Os primeiros devaneios nesta ciência brotaram em dezembro de 1959 da mente de Richard P. Feynman (1918-1988), Nobel de Física, numa memorável palestra que proferiu no California Institute of Technology e cuja transcrição pode ser encontrada em <www.zyvex.com/nanotech/feynman.html>. Na ocasião, visando promover interesse pelo assunto, ele provocou o meio científico oferecendo um prêmio de US$ 1000 a quem conseguisse construir um motor elétrico funcional que coubesse num cubo de 1/64 polegadas (~0,4 mm) de lado. Em pouco menos de um ano, o engenheiro William McLellan papou o prêmio, por ter construído um motorzinho de 2000 rpm (rotações por minuto), no tamanho especificado, pesando 250 microgramas e composto de 13 partes separadas.

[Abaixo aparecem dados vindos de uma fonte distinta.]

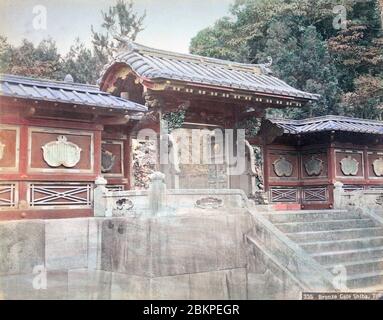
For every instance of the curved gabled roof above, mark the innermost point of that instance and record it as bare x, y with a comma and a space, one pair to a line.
64, 92
154, 64
329, 123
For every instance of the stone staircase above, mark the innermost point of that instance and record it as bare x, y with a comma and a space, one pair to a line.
338, 240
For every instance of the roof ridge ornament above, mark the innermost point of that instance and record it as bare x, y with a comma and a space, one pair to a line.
68, 78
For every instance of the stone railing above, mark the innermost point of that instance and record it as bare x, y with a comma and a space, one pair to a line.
369, 201
160, 201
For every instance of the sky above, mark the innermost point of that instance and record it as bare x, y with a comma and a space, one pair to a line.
169, 24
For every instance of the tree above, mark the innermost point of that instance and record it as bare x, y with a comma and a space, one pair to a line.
80, 63
120, 24
28, 60
307, 51
301, 58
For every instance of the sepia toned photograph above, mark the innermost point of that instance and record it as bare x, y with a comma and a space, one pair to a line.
184, 150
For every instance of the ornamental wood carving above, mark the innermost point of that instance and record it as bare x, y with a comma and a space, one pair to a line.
283, 167
2, 150
108, 160
349, 166
378, 167
61, 153
313, 166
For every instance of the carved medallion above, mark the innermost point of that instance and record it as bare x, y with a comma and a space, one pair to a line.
283, 167
378, 166
2, 150
209, 203
61, 153
107, 161
349, 166
314, 166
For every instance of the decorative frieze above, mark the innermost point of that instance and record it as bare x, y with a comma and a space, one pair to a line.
349, 166
313, 166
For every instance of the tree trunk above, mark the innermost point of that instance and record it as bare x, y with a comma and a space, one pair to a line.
381, 11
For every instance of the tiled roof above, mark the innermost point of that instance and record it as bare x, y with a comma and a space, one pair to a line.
329, 123
153, 64
64, 92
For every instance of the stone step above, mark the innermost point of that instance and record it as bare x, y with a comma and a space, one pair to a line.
365, 280
345, 256
309, 215
307, 236
364, 266
291, 227
339, 245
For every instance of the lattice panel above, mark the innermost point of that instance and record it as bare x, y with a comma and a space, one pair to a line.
351, 187
71, 195
314, 194
7, 195
284, 195
115, 187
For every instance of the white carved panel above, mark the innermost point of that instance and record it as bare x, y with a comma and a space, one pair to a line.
61, 153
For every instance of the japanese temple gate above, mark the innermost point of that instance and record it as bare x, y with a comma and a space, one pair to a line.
57, 137
199, 93
305, 158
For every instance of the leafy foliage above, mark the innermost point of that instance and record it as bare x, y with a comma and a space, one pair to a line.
343, 66
120, 24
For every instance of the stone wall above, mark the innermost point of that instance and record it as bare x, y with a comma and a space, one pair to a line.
198, 255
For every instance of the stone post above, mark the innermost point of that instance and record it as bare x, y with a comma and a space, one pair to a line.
157, 192
338, 194
99, 197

Atualmente existe o Grande Prêmio Feynman, patrocinado pelo Foresight Institute, que oferece US$ 250 mil a quem construir dois nanodispositivos que possam ser produzidos em massa. O primeiro é um braço robótico programável que caiba num cubo de 100 nanômetros, ou seja, 0,0001 milímetros (1 nanômetro = 1 bilionésimo de metro) e possa ser controlado à distância. O segundo é um nanocomputador digital menor que um cubo de 50 nanômetros, capaz de efetuar a soma de dois números binários de 8 bits, descartando o overflow e exibindo o resultado através de nanoprotuberâncias produzidas numa superfície atomicamente suave e precisa. Não se tem idéia de quando alguém irá faturar este prêmio, pois as dificuldades tecnológicas envolvidas são tremendas.

Como se vê, o respirócito do Dr. Freitas é algo para um futuro não muito imediato. Trata-se de uma hemácia artificial (glóbulo vermelho sangüíneo) com diâmetro de 1 mícron, um nano-robô esférico fabricado com 18 bilhões de átomos posicionados com precisão. Em sua grande maioria, serão átomos de carbono, agrupados conforme a geometria típica de um diamante. Simplificando bastante, pode-se comparar um respirócito a um tanque de pressão preenchido com até 9 bilhões de moléculas de oxigênio (O2) e gás carbônico (CO2), armazenadas a uma pressão de cerca de 1000 atmosferas. A superfície externa de cada respirócito seria 37% recoberta com dezenas de milhares de nano-rotores de classificação molecular e centenas de diminutos sensores, de modo a reproduzir a função das células vermelhas do sangue, efetuando trocas gasosas. Um respirócito seria também um sensor de pressão, recebendo sinais de controle em ultra-som emitidos pelo médico, que poderia interromper por uns instantes o funcionamento dos glóbulos artificiais ou dosar a proporção dos gases.

Indubitavelmente, as mais vibrantes aplicações destes nano-robôs se darão na área médica, na gerontologia, na pesquisa farmacêutica, no diagnóstico de moléstias, na cura mecânica da arteriosclerose, no fortalecimento do sistema imunizador, na reestruturação de seqüências de DNA em organismos vivos, no reparo de danos cerebrais e no armazenamento criogênico de tecidos biológicos. Se quiser visitar a incrível galeria de arte da nanomedicina do Dr. Freitas, separe umas duas horas do seu dia e aponte o browser para <www.foresight.org/Nanomedicine/Gallery/index.html>.